Dietary supplements can compensate for insufficient nutritional intake on an occasional basis, help achieve the athlete’s specific goal or support the body during an intense training session before a race.

How do you use food supplements when doing sports?

A balanced diet usually provides the body with all the necessary nutrients. Dietary supplements are generally taken at the beginning of the sports season by top athletes to ensure that they stay in good shape throughout the season. They can also help compensate for a temporary deficiency by providing a nutrient that is not present in the diet. 

Derived from plants or minerals, they should preferably be of natural sources, with advice from a health professional if necessary. Some supplements are suitable for the overall physical condition while others are specifically targeted for muscle development or recovery. 

The essential dietary supplements for athletes

Meticulously measured and taken with discernment, the following dietary supplements are the most widely used by athletes

  • BCAA’s: these amino acids are essential for muscle contraction. They are present in the everyday diet through protein foods and can be taken in a more concentrated form before or after a strenuous workout to promote recovery and limit the breakdown of muscle fibres during exercise.
  • Whey is rich in proteins with a high nutritional value: you can consume it naturally by eating, for example, a yoghurt. It allows you to increase your daily protein intake.
  • Spirulina, a superfood composed of 70% proteins, helps improve the body’s endurance during workouts and enhances muscle development. This bacteria-based compound, which is often referred to as algae, also contains essential fatty acids, carbohydrates and a large amount of minerals.
  • Magnesium: this natural antioxidant helps metabolise fats, contributes to proper glucose storage and plays a role in neuromuscular transmission, also helping to regulate the heartbeat.

Energy drinks and food products for athletes

energy-drinks-hydratation

The following food products are designed exclusively for the needs of athletes.
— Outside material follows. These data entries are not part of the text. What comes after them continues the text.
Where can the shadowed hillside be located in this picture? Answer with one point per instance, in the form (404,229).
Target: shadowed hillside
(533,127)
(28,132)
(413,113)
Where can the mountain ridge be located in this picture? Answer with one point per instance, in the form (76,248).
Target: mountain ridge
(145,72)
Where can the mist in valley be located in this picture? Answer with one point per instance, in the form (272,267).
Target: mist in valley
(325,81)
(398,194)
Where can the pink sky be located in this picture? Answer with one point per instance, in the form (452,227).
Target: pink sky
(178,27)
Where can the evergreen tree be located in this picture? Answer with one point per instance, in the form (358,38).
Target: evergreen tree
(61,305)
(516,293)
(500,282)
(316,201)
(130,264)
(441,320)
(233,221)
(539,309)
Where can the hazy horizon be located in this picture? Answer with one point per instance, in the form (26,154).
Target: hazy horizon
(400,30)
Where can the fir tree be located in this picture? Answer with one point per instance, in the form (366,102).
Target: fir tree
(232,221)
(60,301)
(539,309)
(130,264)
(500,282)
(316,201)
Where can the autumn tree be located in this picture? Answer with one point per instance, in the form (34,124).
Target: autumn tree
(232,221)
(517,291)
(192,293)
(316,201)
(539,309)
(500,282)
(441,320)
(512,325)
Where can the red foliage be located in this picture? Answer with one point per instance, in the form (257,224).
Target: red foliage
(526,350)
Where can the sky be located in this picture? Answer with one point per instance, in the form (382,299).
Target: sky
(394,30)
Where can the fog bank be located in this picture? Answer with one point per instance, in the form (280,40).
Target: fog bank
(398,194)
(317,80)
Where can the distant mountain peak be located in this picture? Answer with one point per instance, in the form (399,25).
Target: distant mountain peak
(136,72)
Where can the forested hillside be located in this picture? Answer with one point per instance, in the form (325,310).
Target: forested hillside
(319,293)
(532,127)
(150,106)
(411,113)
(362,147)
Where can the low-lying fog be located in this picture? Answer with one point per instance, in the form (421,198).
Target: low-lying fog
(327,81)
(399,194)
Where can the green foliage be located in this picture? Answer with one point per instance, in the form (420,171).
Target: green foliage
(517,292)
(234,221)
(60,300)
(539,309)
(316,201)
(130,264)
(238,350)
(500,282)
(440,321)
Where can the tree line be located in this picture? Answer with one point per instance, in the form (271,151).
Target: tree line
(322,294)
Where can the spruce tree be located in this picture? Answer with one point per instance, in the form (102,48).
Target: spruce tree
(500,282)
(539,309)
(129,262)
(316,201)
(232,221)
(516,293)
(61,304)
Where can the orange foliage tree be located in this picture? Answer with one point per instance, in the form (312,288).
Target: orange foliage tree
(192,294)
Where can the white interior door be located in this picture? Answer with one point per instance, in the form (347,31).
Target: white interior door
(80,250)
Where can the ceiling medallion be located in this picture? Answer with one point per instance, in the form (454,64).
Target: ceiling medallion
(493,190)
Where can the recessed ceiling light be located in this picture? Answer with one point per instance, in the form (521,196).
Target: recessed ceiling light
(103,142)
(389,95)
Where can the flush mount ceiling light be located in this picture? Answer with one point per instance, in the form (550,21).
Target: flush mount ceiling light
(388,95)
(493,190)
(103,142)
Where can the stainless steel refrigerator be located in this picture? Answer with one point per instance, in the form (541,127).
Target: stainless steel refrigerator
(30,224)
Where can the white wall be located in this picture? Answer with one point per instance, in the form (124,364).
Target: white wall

They are mainly used during an intense training session:

  • Energy drinks, also known as electrolyte drinks or exercise drinks: designed to optimise hydration for athletes, they provide carbohydrates and minerals to replace the energy and sodium lost during exercise. They contain water, carbohydrates, vitamins, potassium, magnesium and sodium.
  • Energy bars: these cereal bars are high in fats, carbohydrates and proteins. They allow those who cannot eat a proper meal during a very long physical activity to prevent hypoglycemia.
  • Recovery beverages: very rich in minerals, these beverages also contain amino acids and carbohydrates. They are used to promote muscle recovery, restore glycogen and replace the minerals that have been lost through sweating. Take them immediately after a workout session to promote muscle rebuilding.